In elementary school, one public, one parochial, both co-educational, we learned old math by rote: verbally and visually at the same time. The boys were better at it, but we now know that their brains, and certain parts of those brains, develop at a different rate. Hence the female affinity for words and the male ability to make sense of numbers about two years earlier than their sisters.

When I got to high school algebra, the world of education was ready for “new” math but I wasn’t. My sister, the teacher, says I wasn’t taught the principles of algebra, so I didn’t really understand it. A good memory allowed me to pass with a B grade, but nobody noticed that the whole thing went right over my head.

Many years later while getting my journalism degree, I signed up for remedial algebra. The instructor spoke in a rapid monotone. He would stop to catch his breath and ask if there were questions. I hadn’t understood enough to even ask a question. He said he would slow down when he got to the hard stuff. You mean this isn’t it? I dropped out.

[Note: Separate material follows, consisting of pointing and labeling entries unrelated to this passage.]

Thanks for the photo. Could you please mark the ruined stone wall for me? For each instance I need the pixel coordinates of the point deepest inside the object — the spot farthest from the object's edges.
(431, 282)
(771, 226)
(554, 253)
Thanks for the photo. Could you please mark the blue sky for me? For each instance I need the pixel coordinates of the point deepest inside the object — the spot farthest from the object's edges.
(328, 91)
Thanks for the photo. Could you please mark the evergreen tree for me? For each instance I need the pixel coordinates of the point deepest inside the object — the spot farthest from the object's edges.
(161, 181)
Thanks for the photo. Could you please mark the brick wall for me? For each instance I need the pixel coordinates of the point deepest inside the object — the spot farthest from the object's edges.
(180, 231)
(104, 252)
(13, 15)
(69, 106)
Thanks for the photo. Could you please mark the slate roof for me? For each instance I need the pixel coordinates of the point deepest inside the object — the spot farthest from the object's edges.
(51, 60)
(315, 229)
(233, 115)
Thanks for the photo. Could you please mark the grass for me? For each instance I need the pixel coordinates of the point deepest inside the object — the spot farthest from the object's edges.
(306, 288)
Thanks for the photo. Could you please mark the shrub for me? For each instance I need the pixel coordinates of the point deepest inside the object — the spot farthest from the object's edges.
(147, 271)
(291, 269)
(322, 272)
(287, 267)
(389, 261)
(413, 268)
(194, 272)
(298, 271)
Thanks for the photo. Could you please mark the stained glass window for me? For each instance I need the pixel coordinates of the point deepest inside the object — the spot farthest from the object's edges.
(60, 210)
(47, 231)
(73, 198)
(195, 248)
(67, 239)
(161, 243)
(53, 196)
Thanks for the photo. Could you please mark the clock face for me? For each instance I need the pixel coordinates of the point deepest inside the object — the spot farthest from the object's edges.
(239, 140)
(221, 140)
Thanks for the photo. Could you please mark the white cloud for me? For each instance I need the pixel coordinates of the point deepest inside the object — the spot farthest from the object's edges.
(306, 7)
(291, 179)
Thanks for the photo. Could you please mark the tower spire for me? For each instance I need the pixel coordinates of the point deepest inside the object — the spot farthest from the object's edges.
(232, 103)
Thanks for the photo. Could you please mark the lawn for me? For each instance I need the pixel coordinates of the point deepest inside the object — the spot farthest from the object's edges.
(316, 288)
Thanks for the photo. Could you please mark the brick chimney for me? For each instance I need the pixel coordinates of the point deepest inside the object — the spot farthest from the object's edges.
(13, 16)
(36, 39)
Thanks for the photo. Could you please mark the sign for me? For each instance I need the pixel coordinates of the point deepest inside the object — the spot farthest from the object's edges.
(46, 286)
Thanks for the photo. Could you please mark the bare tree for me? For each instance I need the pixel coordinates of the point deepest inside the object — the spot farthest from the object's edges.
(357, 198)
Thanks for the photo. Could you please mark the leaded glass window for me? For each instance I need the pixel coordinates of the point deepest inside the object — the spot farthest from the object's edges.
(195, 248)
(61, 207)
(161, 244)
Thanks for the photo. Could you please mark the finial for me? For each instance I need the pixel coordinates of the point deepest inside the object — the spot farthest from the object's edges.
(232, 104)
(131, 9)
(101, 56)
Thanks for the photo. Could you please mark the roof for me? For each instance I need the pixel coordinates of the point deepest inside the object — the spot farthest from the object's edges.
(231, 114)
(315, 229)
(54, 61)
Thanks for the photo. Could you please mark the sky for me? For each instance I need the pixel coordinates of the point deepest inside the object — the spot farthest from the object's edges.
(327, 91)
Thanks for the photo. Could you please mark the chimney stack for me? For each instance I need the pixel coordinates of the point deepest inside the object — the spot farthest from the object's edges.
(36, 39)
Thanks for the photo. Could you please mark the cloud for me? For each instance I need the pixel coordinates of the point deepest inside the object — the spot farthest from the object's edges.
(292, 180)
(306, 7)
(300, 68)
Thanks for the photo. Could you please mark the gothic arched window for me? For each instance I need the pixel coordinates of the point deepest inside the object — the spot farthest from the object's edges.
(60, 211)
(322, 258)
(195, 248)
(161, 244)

Now, in my dotage, I feel compelled to try again. I’ve read a little book called “Overcoming Math Anxiety” and another called ”Fear of Math: How to get over it and get on with your life” by Claudia Zaslavsky.

Between these tools and the online resource, I think I can figure this out. Unlike my remedial algebra professor, the computer won’t let you go until you prove you’ve really got it. Wish me luck.